Thumbprint Breakfast Cookies
Yields: 8 cookies
Prep Time: 10 minutes
Cook Time: 12 minutes
- 1 cup mashed ripe banana (2 large)
- 2 cups rolled oats
- 3 tablespoons GROUND flax seed
- 1 teaspoon cinnamon
- 1/8 teaspoon fine grain sea salt
- 8 teaspoons no-sugar added jam
- Peanut butter for serving (optional)
- Preheat oven to 350F and line a baking sheet with parchment paper.
- In a food processor, add the oats and pulse until a coarse meal forms.
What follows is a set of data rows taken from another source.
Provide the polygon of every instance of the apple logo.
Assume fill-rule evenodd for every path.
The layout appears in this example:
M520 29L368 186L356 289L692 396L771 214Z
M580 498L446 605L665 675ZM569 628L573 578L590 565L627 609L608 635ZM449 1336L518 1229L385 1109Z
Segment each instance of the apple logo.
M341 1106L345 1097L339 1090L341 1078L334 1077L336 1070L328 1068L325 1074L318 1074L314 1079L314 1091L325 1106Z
- In a large bowl, mash the banana. Stir in the rest of the ingredients, except the jam and nut butter. The mixture will be very wet and dense.
- With a retractable ice cream scoop or a spoon, scoop the dough into 8 mounds. The cookies do not need to be spaced far apart on the baking sheet, as they don’t spread out. Press your thumb (or small spoon) into the center of each cookie to create a well. Fill each well with 1 heaping teaspoon of jam.
- Bake cookies at 350F for 11-13 minutes, until the cookies are slightly firm, but soft and doughy in the middle. Transfer cookies to a cooling rack for 10 minutes or so.
- If desired, serve cookies with your favorite nut or seed butter. They also taste great with a pat of coconut oil or vegan butter!